I must admit that I was initially drawn in by the bright lighting and pink, heart-shaped balloons (let that say nothing about my character) – they gave a very modern feel. The staging, which was revealed after the overture, was also enticing at first: the folding sets being spun around and taken apart by the stagehands to reveal the different scenes, almost like a magic trick. But then, after the umpteenth change, it got rather distracting. I wanted to listen to the singing, but my eyes kept catching the demon-masked stagehands preparing for another set change. Ian MacNeil’s sets and Nicky Gillibrand’s costumes had a hint of the 1970s about them, but by no means was the opera set definitively in one era: in his “Catalogue Aria”, Leporello put on a PowerPoint-style presentation of Don Giovanni’s sexual conquests as women’s faces were projected onto the walls of the set. That in itself was amusing, but it didn't quite gel with the overall production. The costumes seemed to do away with class differentiation, too.

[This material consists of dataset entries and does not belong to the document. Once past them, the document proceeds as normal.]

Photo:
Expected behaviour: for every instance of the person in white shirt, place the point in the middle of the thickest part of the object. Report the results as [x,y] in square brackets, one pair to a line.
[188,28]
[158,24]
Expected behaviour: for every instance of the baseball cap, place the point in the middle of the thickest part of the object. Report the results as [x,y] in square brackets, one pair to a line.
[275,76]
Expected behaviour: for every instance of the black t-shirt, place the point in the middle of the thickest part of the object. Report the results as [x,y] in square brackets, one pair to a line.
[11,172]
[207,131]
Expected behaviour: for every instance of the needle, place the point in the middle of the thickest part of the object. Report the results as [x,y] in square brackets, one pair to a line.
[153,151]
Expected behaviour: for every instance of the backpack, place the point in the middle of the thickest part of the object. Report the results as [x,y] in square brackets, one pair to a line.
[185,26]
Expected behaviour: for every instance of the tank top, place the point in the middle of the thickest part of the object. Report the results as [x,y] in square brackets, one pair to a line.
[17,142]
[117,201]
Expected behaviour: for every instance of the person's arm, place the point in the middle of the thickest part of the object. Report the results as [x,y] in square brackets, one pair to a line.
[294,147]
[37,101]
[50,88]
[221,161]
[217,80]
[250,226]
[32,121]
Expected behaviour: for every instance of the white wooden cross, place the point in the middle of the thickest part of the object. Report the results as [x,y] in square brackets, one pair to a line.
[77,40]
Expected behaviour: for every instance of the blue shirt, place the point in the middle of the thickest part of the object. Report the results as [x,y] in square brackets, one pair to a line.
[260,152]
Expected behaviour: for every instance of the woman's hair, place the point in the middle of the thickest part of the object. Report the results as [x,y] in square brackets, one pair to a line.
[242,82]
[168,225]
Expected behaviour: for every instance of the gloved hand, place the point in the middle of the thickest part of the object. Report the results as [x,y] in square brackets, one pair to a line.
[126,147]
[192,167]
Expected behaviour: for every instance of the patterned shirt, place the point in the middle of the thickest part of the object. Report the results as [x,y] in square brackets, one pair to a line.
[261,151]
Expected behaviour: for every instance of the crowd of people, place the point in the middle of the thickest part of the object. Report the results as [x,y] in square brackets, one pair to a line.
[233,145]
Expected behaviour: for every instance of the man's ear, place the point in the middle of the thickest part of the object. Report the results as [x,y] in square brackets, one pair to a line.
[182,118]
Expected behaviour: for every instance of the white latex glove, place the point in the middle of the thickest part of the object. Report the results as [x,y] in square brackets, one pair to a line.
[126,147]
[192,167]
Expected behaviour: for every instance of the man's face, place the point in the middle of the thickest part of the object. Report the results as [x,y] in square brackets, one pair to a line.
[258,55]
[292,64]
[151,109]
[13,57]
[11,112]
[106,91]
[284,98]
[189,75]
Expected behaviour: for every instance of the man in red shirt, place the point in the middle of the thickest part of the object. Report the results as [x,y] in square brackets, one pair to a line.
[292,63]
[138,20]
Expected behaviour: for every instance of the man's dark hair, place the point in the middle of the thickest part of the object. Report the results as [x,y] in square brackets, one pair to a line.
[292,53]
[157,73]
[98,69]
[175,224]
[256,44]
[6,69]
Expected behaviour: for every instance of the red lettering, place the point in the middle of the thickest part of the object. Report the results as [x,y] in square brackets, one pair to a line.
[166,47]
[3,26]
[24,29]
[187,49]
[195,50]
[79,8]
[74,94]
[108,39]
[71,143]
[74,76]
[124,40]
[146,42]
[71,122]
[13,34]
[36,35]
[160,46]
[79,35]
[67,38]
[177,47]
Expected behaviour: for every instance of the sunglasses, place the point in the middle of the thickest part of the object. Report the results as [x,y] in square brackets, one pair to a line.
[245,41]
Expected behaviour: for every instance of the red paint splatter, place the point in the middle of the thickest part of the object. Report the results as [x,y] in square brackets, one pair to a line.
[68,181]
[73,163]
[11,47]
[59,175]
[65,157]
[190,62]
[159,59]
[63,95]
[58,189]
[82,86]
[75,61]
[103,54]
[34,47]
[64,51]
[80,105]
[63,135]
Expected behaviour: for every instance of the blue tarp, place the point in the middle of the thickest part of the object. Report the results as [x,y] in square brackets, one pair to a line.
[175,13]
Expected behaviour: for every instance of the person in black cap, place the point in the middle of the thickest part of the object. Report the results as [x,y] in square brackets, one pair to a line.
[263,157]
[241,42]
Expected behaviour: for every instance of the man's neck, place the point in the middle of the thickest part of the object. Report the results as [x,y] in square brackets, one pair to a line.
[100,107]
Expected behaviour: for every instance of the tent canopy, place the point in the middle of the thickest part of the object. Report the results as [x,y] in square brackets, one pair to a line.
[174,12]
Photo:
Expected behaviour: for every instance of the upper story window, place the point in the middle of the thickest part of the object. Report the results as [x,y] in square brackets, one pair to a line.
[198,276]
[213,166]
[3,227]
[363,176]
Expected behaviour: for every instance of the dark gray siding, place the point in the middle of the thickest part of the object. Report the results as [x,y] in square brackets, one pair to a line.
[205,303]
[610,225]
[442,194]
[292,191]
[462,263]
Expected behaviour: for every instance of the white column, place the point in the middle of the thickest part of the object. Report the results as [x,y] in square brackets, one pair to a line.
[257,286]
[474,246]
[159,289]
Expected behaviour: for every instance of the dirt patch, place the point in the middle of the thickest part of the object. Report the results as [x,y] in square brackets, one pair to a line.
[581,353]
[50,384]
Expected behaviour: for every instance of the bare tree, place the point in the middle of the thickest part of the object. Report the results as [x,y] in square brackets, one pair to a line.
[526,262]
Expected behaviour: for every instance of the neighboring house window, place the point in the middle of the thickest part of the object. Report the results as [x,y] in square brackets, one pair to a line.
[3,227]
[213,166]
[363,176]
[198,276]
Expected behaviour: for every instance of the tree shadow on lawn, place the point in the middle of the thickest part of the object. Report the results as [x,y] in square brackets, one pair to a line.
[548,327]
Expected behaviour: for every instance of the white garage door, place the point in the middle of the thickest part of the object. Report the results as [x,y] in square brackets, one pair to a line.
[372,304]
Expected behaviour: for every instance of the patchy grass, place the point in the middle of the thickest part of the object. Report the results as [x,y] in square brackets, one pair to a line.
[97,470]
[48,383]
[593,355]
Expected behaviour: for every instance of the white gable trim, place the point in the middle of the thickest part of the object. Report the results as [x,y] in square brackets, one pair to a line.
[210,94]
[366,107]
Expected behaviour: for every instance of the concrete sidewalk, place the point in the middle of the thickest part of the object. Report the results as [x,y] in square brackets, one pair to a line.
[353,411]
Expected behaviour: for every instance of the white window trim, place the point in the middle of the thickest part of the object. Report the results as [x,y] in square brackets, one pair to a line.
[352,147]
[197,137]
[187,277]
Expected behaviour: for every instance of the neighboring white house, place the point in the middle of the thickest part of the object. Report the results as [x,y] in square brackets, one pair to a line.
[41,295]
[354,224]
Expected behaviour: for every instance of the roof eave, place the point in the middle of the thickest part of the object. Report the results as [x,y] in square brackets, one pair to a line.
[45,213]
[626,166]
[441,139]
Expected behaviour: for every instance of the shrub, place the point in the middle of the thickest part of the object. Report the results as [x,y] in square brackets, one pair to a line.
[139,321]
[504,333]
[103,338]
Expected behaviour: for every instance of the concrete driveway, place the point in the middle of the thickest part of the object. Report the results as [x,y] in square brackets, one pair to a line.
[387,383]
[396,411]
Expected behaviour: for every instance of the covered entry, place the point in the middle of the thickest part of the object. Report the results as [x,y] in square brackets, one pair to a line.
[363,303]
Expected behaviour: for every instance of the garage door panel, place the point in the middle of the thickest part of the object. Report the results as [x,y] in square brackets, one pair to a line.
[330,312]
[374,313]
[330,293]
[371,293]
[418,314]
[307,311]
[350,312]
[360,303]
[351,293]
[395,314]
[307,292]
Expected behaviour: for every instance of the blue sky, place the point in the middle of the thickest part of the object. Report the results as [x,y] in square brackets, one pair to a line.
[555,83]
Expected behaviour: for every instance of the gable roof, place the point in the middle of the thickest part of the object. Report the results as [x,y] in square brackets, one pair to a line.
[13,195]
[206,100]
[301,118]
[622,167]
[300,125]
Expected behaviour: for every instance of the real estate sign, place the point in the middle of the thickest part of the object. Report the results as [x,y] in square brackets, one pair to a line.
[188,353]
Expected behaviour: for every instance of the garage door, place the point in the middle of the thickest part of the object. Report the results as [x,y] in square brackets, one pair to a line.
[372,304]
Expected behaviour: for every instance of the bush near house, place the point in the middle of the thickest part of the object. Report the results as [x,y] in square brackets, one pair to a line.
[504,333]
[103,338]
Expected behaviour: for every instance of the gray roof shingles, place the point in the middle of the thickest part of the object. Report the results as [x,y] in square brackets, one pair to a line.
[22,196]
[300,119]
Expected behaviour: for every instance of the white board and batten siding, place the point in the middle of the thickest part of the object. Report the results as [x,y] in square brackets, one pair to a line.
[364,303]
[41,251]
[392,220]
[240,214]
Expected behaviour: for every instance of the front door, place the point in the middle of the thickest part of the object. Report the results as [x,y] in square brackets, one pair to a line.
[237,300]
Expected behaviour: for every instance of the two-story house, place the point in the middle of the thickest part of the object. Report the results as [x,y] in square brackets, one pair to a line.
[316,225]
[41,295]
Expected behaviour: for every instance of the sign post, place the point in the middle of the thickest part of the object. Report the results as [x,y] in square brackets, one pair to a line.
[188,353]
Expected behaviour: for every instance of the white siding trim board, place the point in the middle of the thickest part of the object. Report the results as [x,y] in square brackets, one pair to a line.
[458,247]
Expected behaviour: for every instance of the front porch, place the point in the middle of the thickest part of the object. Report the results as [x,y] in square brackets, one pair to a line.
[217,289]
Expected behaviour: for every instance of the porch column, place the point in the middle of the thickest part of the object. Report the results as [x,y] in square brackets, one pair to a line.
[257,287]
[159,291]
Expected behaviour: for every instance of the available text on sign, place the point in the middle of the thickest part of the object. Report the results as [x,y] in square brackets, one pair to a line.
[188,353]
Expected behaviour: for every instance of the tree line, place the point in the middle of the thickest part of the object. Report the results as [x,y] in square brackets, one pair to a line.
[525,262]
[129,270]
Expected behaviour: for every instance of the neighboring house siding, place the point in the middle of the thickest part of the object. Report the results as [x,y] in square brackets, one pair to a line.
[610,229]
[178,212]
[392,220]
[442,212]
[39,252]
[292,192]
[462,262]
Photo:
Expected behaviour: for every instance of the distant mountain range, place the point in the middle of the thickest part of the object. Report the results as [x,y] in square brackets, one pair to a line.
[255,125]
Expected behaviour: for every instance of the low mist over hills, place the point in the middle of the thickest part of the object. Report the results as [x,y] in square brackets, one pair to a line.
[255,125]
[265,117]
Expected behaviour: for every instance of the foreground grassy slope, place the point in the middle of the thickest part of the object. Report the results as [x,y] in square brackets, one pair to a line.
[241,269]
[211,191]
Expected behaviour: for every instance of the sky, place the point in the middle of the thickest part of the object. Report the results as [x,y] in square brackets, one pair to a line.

Iain Paterson’s Don Giovanni was less of a convivial charmer than a frightening sexual predator (the rape scene in the first act set the tone, and Leporello’s casting as a Shameless character-cum-paparazzo, constantly snapping away at his master and whichever woman lay under him, perpetuated this idea). His singing, though, was charming, and it seemed as though he was trying hard to reclaim some of the original Don Giovanni’s character from under the production team’s feet. Katherine Broderick (Donna Anna) gave a confident performance, though her coloratura lacked the technical precision with which she executed her other singing. A little loud at times, she balanced well with Ben Johnson’s fine Don Ottavio. Darren Jeffrey made an enjoyable, humorous Leporello, though occasionally his voice was difficult to hear over the orchestra. Humorous, too, was Sarah Redgwick’s neurotic, crazed Donna Elvira, with some good singing and fine acting. Sarah Tynan’s singing made for an ironically classy Zerlina, alongside John Molloy’s somewhat less exciting Masetto. As ever, Edward Gardner brought his customary precision and enthusiasm to the pit, with ENO’s orchestra providing an assured performance.

It is a disappointing result for ENO, who, after the last panning this production received, might have been wise to change the production more radically. The fact that Norris is a theatre producer showed, but so also did a certain insensitivity to the singing and to the storyline of this comic opera. Drawing in a director from outside opera may have its advantages, but on this occasion, it failed to work. There are, though, many laugh-out-loud moments in this production, largely provided by Jeremy Sams’ well-observed English translation of Da Ponte’s libretto, which made it superficially enjoyable; however, it is a disappointing production overall. Perhaps the provocative publicity will draw in the crowds, but that remains to be seen.